While creators of AI slop are everywhere, Read said that many come from English-speaking countries with relatively strong internet connectivity, where the median wage is less than the amount they can make on YouTube.

“It’s mostly sort of middle-income countries like Ukraine, lots and lots of people in India, Kenya, Nigeria, a fair number in Brazil. You see Vietnam, too. Places with relative freedom online to access social media sites,” he said.

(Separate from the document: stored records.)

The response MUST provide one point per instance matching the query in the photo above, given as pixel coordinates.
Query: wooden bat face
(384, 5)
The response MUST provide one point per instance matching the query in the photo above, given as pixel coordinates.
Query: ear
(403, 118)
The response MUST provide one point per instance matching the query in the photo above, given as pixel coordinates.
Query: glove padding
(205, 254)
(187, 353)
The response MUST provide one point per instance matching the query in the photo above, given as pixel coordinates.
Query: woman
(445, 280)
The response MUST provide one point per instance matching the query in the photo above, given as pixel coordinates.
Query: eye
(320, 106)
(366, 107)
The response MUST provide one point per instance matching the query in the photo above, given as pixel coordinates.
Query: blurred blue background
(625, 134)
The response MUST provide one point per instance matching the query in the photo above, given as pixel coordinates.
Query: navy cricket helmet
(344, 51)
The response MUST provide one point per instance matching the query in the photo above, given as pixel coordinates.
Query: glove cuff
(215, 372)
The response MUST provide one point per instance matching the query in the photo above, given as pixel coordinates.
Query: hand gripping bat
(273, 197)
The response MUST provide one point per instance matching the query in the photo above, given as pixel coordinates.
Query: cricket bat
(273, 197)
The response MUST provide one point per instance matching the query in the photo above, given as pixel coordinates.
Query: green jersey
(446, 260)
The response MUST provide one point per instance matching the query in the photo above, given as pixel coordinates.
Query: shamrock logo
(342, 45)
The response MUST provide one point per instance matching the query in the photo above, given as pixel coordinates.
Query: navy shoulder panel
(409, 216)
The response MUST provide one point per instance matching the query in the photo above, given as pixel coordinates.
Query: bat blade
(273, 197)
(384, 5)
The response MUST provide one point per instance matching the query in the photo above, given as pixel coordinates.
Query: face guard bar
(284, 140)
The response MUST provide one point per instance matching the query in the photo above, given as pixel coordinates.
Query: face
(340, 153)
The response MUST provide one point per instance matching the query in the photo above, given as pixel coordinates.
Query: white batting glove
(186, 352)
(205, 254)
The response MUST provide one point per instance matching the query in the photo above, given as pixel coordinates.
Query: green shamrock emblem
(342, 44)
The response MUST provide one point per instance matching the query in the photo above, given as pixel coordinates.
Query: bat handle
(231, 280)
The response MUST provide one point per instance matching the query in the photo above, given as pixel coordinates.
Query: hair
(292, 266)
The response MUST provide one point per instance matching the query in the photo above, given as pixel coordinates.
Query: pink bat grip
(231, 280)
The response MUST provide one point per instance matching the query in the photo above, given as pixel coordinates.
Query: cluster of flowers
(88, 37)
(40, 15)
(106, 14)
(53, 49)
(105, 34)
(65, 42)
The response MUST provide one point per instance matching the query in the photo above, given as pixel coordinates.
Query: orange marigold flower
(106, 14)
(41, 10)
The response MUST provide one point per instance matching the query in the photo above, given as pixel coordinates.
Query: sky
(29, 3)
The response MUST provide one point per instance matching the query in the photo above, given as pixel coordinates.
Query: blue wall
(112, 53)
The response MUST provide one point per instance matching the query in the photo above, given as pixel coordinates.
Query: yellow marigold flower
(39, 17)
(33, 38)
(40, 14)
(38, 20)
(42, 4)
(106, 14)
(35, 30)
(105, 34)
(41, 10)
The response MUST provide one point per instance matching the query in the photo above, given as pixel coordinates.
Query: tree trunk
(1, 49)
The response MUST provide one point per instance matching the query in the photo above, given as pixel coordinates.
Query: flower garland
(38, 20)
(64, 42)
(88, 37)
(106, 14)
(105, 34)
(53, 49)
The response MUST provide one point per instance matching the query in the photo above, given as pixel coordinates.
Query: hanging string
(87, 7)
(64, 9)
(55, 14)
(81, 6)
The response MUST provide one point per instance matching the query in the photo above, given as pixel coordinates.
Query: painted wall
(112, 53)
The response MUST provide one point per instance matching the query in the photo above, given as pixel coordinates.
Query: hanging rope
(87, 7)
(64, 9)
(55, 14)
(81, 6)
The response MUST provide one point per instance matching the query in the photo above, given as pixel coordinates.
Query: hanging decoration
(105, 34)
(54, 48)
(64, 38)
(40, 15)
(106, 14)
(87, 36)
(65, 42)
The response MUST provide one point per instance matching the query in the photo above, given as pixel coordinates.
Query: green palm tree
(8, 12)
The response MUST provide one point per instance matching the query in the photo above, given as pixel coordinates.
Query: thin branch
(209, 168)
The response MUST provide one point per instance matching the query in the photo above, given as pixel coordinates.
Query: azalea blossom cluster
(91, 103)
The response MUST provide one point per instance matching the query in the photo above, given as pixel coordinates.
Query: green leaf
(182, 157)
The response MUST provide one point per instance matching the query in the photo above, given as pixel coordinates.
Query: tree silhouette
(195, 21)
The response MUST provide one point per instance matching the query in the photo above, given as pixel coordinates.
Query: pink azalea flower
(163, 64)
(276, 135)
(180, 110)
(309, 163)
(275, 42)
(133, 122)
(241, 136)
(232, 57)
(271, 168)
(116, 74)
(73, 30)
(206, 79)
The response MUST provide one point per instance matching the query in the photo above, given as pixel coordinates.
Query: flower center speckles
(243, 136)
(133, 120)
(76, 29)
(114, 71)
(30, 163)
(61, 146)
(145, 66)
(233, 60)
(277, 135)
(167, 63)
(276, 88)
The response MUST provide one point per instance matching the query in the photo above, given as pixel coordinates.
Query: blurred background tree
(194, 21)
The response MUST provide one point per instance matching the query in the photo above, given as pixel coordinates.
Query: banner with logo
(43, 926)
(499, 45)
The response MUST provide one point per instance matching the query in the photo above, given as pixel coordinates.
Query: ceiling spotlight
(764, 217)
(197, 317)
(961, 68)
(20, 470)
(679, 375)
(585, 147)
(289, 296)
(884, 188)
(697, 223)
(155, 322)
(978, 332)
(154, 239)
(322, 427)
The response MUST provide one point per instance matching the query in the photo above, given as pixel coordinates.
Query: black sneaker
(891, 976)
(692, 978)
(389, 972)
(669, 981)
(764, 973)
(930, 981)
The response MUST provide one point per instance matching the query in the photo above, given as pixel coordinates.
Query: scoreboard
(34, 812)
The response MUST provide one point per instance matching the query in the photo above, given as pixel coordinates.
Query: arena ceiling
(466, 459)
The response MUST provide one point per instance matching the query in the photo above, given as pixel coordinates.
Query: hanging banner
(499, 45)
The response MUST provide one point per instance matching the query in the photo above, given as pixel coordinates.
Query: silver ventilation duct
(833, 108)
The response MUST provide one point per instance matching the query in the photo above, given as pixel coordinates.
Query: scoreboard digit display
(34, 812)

It’s not always easy to be an AI slop creator. For one thing, creator programmes on YouTube and Meta aren’t always transparent about who they pay for content, and how much, said Read. For another, the AI slop ecosystem is full of scammers: people selling tips and courses on how to make viral content – who often make more money than the AI slop producers themselves.

But, at least for some, it’s a living. And while new, attention-grabbing ideas – such as exploding pressure cookers – constantly emerge, when it comes to AI slop, human creativity matters far less than the algorithms that distribute the content on Meta and YouTube.

“These websites are huge A/B testing machines just by their nature,” said Read. “Almost anything that you can think of, you could already find on Facebook. So the question is, how do you find the things that are kind of doing well, and then how do you scale that? How do you make 10 of them?”

A YouTube spokesperson said: “Generative AI is a tool, and like any tool it can be used to make both high- and low-quality content. We remain focused on connecting our users with high-quality content, regardless of how it was made. All content uploaded to YouTube must comply with our community guidelines, and if we find that content violates a policy, we remove it.”